Yes, Lanford was a drinker, I don’t know from what starting age but enough of a one to worry all who loved him. I don’t remember ever seeing him drunk, but I do remember he often, when we met, seemed exhausted, played out, bone tired.
The Circle Rep that he and Marshall W. Mason founded and ran had offices that hiphopped from one part of town to another. For some years they were on an upper floor of the curious building where Spring Street crosses Sixth Avenue, a stone’s throw from where this newspaper is today. There was a sacrosanct room there — Lanford’s Room — sort of like Thurber’s Room or E.B. White’s Room at The New Yorker. I could just see the Circle Reppers tiptoeing around while the Pulitzer Prizewinning author of “Talley’s Folly” snatched 40 winks.

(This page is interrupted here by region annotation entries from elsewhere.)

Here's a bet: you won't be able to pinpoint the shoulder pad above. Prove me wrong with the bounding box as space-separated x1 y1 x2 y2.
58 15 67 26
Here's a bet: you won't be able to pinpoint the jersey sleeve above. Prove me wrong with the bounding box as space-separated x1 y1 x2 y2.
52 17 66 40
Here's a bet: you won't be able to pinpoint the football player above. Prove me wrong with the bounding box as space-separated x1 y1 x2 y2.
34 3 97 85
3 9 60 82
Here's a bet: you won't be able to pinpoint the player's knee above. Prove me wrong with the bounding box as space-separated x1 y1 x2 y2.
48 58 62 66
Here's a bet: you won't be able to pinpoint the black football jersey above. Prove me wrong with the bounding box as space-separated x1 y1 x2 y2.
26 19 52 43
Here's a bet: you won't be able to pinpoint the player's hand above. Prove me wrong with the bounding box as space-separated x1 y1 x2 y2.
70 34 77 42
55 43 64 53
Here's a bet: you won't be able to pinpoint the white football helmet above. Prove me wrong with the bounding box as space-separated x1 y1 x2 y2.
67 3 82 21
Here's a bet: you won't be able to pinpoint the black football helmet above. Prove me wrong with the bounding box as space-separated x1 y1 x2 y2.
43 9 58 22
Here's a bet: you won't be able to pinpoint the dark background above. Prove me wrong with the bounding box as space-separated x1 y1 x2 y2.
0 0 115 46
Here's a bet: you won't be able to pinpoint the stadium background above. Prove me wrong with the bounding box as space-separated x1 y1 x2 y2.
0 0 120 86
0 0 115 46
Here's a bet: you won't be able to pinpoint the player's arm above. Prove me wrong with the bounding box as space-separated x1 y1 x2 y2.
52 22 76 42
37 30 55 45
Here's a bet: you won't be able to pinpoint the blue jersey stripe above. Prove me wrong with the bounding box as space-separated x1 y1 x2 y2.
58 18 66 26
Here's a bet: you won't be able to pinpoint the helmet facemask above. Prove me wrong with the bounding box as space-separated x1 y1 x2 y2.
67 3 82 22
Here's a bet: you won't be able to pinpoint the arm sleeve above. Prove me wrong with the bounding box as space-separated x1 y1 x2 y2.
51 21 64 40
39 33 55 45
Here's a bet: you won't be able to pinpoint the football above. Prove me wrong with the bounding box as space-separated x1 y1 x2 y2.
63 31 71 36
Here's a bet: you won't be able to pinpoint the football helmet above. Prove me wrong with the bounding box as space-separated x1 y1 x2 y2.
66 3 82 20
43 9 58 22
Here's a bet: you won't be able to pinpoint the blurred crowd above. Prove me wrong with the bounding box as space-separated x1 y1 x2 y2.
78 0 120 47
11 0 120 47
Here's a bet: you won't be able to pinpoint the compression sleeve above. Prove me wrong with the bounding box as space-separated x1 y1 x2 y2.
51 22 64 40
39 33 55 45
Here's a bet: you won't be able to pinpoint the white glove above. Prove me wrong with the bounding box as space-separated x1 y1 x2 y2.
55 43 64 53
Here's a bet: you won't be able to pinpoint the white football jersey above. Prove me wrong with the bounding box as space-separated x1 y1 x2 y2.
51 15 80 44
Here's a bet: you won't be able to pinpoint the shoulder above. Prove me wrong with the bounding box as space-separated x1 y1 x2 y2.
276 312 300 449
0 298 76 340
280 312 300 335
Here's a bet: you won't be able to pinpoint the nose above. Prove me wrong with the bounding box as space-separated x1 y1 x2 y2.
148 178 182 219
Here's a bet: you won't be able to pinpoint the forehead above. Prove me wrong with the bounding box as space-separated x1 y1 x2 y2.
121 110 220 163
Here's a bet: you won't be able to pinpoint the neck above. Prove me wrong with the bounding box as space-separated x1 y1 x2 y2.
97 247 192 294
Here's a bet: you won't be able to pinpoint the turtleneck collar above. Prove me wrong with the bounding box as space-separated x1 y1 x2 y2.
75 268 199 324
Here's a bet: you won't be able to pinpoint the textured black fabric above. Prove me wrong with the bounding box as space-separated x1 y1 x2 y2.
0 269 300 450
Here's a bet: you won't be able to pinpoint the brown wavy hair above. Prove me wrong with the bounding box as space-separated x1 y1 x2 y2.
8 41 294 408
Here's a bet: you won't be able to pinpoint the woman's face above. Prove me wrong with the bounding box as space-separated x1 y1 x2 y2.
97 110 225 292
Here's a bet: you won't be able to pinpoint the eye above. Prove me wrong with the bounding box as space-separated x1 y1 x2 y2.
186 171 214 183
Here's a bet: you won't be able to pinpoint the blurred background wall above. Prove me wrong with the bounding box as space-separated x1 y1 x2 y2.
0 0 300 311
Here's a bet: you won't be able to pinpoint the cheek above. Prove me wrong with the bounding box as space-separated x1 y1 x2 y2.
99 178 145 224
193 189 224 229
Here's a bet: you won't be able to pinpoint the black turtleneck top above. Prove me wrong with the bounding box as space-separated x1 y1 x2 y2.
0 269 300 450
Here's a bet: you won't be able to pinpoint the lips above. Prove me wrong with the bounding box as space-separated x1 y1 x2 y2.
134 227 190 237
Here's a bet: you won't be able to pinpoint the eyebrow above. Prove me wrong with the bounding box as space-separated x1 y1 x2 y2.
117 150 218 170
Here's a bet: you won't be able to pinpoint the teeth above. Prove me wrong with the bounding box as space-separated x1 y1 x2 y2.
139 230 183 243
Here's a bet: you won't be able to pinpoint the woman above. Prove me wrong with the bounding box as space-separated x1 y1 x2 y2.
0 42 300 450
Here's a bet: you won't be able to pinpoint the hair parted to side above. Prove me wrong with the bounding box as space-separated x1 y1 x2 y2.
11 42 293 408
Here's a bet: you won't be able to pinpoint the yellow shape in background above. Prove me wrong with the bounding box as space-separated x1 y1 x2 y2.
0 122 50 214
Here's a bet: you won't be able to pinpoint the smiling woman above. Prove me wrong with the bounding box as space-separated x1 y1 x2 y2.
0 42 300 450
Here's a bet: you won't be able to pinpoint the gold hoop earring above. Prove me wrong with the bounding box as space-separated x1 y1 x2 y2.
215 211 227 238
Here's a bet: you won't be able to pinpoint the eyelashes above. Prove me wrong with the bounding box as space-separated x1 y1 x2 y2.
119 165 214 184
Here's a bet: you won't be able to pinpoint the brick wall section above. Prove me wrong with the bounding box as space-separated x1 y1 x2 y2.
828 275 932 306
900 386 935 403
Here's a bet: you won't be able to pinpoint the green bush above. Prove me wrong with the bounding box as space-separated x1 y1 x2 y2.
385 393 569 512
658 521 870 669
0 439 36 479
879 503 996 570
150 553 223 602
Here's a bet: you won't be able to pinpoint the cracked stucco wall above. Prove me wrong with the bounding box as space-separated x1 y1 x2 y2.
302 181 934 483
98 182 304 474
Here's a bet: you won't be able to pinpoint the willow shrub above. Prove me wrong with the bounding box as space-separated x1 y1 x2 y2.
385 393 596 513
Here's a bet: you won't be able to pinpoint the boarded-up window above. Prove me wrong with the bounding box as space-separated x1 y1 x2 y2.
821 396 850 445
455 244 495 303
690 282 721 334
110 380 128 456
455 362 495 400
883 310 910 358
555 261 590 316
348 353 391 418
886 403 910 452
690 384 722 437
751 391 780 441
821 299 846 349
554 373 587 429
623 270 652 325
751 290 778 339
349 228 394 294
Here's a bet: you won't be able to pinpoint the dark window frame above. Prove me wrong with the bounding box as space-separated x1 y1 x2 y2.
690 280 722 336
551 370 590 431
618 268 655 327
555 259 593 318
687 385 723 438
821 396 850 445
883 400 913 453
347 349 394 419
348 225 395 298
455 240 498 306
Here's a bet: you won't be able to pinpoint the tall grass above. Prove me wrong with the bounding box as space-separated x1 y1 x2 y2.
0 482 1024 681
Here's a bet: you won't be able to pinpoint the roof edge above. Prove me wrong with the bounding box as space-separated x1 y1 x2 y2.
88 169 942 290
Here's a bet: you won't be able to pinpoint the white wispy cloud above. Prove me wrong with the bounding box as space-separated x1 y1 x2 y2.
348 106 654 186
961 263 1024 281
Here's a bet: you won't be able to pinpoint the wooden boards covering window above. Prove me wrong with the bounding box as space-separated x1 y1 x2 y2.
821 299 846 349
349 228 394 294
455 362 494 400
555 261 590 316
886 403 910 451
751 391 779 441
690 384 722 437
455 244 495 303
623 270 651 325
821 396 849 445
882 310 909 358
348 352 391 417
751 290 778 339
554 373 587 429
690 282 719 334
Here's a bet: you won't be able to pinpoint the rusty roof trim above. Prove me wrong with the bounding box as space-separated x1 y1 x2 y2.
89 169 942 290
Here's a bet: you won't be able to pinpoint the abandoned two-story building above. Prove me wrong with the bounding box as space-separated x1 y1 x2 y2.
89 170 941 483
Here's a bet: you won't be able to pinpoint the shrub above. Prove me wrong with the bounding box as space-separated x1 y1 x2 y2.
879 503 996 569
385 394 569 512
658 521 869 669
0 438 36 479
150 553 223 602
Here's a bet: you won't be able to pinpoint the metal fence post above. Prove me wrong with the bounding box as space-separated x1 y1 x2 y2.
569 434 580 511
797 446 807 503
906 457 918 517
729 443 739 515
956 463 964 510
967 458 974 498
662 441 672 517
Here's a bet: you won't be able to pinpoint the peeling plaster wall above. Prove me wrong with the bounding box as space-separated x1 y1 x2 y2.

If I myself had been jolted awake by the, excuse the expression, naked homosexuality of “Lady Bright” 23 years earlier, in 1987 I was jolted even wider awake in the opposite direction by a play and its performance I loved so much that I went back — with my wife, an even more ardent enthusiast — to see it two more times.
“Burn This” is as blazing a case for good old bad old heterosexual love as I’ve ever seen on stage. When super-virile, horse-maned, blue-collar John Malkovich (named Pale, like ale) breaks down beauteous Joan Allen (Anna) with “No tits at all?” and she wistfully echoes, “No tits at all,” I damn near died — all three times. It was like a generous gift from an artist of opposite persuasion to the — oh yeah? — norm.
But Lanford also, in “Burn This,” supplies us with a charmer of his own persuasion, Anna’s no-threat homosexual roommate Larry, played with sweet-sad wry grace by Lou Liberatore in Mason’s production.
Lanford, when you’re up there checking into the Hot l Humanity, let me know if they have a Lanford’s Room.